Critical Confabulation: Can LLMs Hallucinate for Social Good?

ICLR 2026 Conference SubmissionAnonymous Authors

OpenReview Score: 6.0 Download Report PDF

Large Language ModelsAI for Social GoodHallucination and ConfabulationNarrative ModelingData Contamination and MemorizationComputational CreativityEvidence-Grounded Generation

LLMs hallucinate, yet some confabulations can have social affordances if carefully bounded. We propose critical confabulation (inspired by critical fabulation from literary and social theory), the use of LLM hallucinations to "fill-in-the-gap'' for omissions in archives due to social and political inequality, and reconstruct divergent yet evidence-bound narratives for history's "hidden figures''. We simulate these gaps with an open-ended narrative cloze task: asking LLMs to generate a masked event in a character-centric timeline sourced from a novel corpus of unpublished texts. We evaluate audited (for data contamination), fully-open models (the OLMo-2 family) and unaudited open-weight and proprietary baselines under a range of prompts designed to elicit controlled and useful hallucinations. Our findings validate LLMs' foundational narrative understanding capabilities to perform critical confabulation, and show how controlled and well-specified hallucinations can support LLM applications for knowledge production without collapsing speculation into a lack of historical accuracy and fidelity.

Abstract:

Disclaimer

This report is AI-GENERATED using Large Language Models and WisPaper (A scholar search engine). It analyzes academic papers' tasks and contributions against retrieved prior work. While this system identifies POTENTIAL overlaps and novel directions, ITS COVERAGE IS NOT EXHAUSTIVE AND JUDGMENTS ARE APPROXIMATE. These results are intended to assist human reviewers and SHOULD NOT be relied upon as a definitive verdict on novelty.

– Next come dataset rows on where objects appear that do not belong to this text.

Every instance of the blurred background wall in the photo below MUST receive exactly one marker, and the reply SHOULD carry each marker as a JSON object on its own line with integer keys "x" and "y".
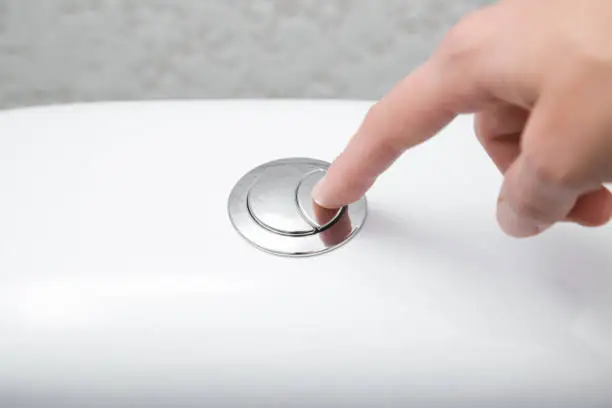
{"x": 84, "y": 50}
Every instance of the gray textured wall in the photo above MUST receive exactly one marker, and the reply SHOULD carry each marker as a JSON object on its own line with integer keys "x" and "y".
{"x": 82, "y": 50}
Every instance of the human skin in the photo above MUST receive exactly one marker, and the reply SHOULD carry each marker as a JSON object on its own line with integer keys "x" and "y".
{"x": 538, "y": 77}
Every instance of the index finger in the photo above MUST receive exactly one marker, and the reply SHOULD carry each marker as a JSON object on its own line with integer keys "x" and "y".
{"x": 412, "y": 112}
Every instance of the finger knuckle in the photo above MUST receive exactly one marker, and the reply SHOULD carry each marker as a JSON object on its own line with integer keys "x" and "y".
{"x": 463, "y": 40}
{"x": 527, "y": 208}
{"x": 548, "y": 171}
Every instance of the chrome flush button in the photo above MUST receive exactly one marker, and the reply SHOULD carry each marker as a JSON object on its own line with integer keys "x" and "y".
{"x": 272, "y": 208}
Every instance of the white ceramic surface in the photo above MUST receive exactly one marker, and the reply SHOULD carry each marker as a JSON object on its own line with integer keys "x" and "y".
{"x": 123, "y": 283}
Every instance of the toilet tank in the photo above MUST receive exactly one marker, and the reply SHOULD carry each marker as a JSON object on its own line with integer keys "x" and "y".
{"x": 125, "y": 283}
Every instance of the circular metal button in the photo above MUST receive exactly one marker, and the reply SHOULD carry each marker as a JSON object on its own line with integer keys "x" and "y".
{"x": 272, "y": 208}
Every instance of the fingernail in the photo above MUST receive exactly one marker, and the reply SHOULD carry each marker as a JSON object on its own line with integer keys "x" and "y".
{"x": 514, "y": 225}
{"x": 321, "y": 193}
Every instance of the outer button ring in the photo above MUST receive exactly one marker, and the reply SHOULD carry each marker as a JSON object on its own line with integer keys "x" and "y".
{"x": 271, "y": 209}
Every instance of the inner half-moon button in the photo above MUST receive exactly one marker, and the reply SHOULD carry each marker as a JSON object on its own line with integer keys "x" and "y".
{"x": 314, "y": 214}
{"x": 272, "y": 201}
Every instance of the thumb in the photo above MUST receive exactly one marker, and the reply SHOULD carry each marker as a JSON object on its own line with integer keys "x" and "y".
{"x": 555, "y": 175}
{"x": 530, "y": 202}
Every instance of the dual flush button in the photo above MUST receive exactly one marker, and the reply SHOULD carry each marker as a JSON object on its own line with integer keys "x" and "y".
{"x": 272, "y": 208}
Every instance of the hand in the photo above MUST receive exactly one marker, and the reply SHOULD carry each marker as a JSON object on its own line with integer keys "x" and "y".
{"x": 538, "y": 76}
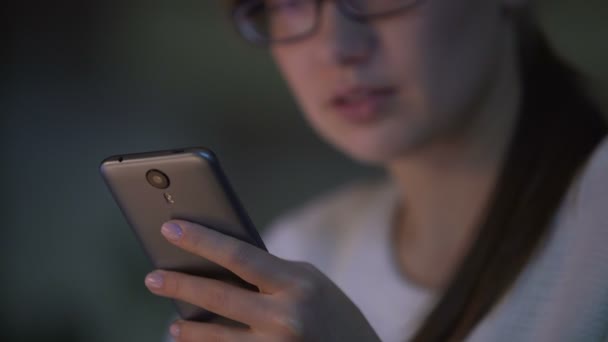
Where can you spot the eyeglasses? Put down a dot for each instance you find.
(267, 22)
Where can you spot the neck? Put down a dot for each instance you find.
(445, 186)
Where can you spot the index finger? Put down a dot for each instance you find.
(250, 263)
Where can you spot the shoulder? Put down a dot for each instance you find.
(579, 289)
(309, 231)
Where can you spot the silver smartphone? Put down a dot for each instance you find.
(153, 187)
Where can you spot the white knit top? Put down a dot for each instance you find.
(561, 295)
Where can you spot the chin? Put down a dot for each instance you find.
(376, 153)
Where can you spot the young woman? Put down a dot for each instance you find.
(492, 224)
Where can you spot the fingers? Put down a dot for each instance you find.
(250, 263)
(249, 307)
(185, 331)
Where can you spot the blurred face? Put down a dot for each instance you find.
(380, 88)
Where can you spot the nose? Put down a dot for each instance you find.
(345, 41)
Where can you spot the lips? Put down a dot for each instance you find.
(361, 104)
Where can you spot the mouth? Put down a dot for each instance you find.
(361, 104)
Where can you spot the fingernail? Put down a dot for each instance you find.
(154, 280)
(171, 231)
(174, 330)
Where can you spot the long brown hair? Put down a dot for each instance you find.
(557, 129)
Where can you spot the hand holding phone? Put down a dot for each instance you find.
(153, 187)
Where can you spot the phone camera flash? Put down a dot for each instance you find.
(169, 198)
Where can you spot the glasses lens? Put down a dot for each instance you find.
(277, 20)
(377, 7)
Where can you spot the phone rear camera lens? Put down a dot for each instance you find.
(157, 179)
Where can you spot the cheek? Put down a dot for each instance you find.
(459, 45)
(298, 70)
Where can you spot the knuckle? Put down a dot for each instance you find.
(192, 332)
(218, 297)
(173, 284)
(240, 255)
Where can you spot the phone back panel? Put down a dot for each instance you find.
(200, 193)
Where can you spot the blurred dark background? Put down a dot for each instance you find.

NOTE that some papers exist in multiple, slightly different versions (e.g., with different titles or URLs). The system may retrieve several versions of the same underlying work. The current automated pipeline does not reliably align or distinguish these cases, so human reviewers will need to disambiguate them manually.

If you have any questions, please contact: mingzhang23@m.fudan.edu.cn

Overview

Overall Novelty Assessment

The paper introduces critical confabulation, a framework that deliberately uses LLM hallucinations to reconstruct missing historical narratives for marginalized figures, evaluated through a narrative cloze task on unpublished texts. According to the taxonomy tree, this work sits in the 'Critical Confabulation and Narrative Cloze Approaches' leaf under 'Controlled Hallucination Methods for Historical Reconstruction'. Notably, this leaf contains only the original paper itself—no sibling papers are listed. This suggests the paper occupies a relatively sparse research direction within the broader field of using LLMs for historical reconstruction, which comprises 21 papers across multiple branches.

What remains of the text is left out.